The Bell County judge had issued a murder warrant on December 16 which Trooper Flowers served on Reeves that same day. However, it was not until December 19 that the Bell County judge undertook to appoint an attorney for Reeves at which time he communicated by telephone with Honorable Glen Denham, a lawyer at Middlesboro, who agreed to represent Reeves and who arranged that the preliminary hearing be set for December 31, in order to give him time to investigate. It is noteworthy that the aroused state of public indignation prompted the authorities to believe, understandably, that Reeves' safety required his sequestration during a cooling period.

The trial judge concluded that the confession of December 19 was given voluntarily and overruled Reeves' motion to suppress the confession. It is contended by the appellant that the confession should have been suppressed because the Commonwealth failed to show compliance with requirements for custodial interrogation, as prescribed by Miranda v. Arizona, 384 U.S. 436, 86 S. Ct. 1602, 16 L. Ed. 2d 694, 10 A.L.R.3d 974. A review of the evidence heard by the trial judge respecting this demonstrates that the Miranda warnings were properly given and that Reeves voluntarily made the incriminating confession in full light of his constitutional rights. Cf. Carson v. Commonwealth, Ky., 382 S.W.2d 85, cert. den., 380 U.S. 938, 85 S. Ct. 949, 13 L. Ed. 2d 825.
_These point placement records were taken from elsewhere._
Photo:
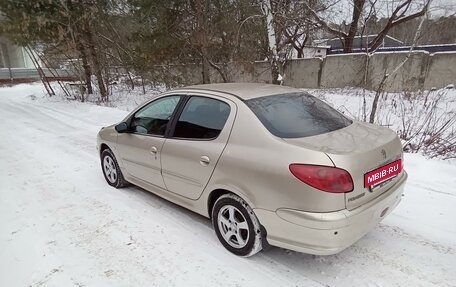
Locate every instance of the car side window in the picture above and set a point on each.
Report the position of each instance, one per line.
(153, 118)
(202, 118)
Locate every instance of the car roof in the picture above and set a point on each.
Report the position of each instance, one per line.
(244, 91)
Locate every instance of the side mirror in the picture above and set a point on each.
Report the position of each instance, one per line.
(122, 127)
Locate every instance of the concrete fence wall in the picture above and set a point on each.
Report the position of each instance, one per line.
(421, 71)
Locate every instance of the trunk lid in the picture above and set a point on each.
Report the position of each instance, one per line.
(358, 148)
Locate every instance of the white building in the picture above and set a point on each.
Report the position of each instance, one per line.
(12, 56)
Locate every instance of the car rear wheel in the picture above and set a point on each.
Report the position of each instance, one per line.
(236, 226)
(111, 169)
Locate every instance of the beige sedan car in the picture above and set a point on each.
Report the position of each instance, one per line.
(270, 165)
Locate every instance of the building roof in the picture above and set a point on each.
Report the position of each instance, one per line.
(244, 91)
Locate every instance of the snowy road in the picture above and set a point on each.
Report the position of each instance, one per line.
(62, 225)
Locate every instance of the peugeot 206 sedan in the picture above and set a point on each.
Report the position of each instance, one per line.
(268, 164)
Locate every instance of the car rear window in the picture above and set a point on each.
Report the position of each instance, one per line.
(296, 115)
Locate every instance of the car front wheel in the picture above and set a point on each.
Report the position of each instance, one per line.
(236, 226)
(111, 169)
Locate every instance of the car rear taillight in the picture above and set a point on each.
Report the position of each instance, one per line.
(325, 178)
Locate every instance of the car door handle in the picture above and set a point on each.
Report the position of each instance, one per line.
(204, 160)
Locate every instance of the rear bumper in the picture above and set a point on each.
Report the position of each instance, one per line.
(327, 233)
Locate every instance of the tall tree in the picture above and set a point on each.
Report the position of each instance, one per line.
(402, 12)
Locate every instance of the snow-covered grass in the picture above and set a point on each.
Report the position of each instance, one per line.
(62, 225)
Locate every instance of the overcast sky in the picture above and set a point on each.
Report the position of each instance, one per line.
(343, 8)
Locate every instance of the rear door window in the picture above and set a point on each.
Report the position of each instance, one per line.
(296, 115)
(202, 118)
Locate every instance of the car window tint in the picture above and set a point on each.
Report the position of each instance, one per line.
(297, 115)
(202, 118)
(154, 117)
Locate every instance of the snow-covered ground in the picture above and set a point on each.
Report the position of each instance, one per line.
(62, 225)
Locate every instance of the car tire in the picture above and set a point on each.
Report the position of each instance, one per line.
(111, 170)
(236, 225)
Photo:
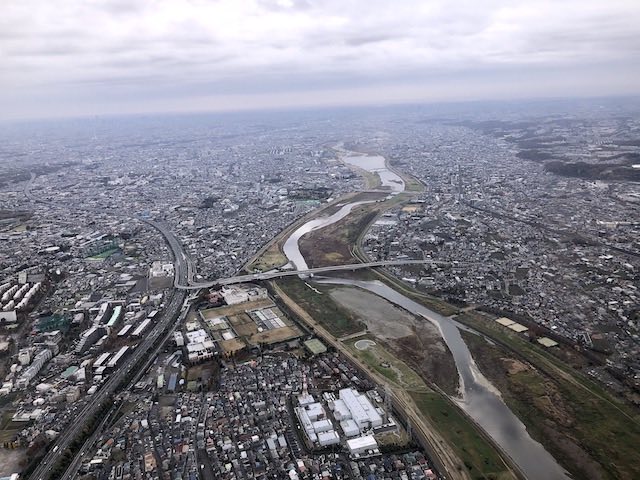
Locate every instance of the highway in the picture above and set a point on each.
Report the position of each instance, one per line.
(177, 302)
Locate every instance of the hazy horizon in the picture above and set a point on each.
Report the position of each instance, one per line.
(73, 59)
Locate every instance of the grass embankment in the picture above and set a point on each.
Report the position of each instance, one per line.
(462, 436)
(591, 433)
(480, 458)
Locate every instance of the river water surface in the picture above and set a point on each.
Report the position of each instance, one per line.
(479, 399)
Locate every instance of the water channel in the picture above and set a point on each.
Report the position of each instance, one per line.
(479, 399)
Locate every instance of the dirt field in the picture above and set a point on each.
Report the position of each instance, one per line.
(10, 461)
(415, 341)
(383, 319)
(274, 336)
(230, 346)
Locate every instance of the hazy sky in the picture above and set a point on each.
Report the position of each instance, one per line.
(69, 57)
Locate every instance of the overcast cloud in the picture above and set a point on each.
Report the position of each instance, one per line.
(70, 57)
The appellant contends that the confession is presumptively inadmissible because he was held incommunicado for more than four days, interrogated to the extent that he gave two inconsistent confessions, and was not promptly taken before a magistrate. The difficulty with this argument is that there was no evidence of any coercion or intimidation by the officials in obtaining the confession from Reeves. In fact, Reeves did not testify at the exclusionary hearing or at the trial. Neither did he offer any witness to suggest that he had been intimidated. There was no showing that the delay in presenting Reeves before a magistrate was a device *930 to extract a statement from him or that it had any such effect. As noted in Carson v. Commonwealth, Ky., 382 S.W.2d 85, supra, the failure to present an accused forthwith before a magistrate does not, standing alone, invalidate a confession obtained in the interim. See also 19 A.L.R. 2d 1331, et seq.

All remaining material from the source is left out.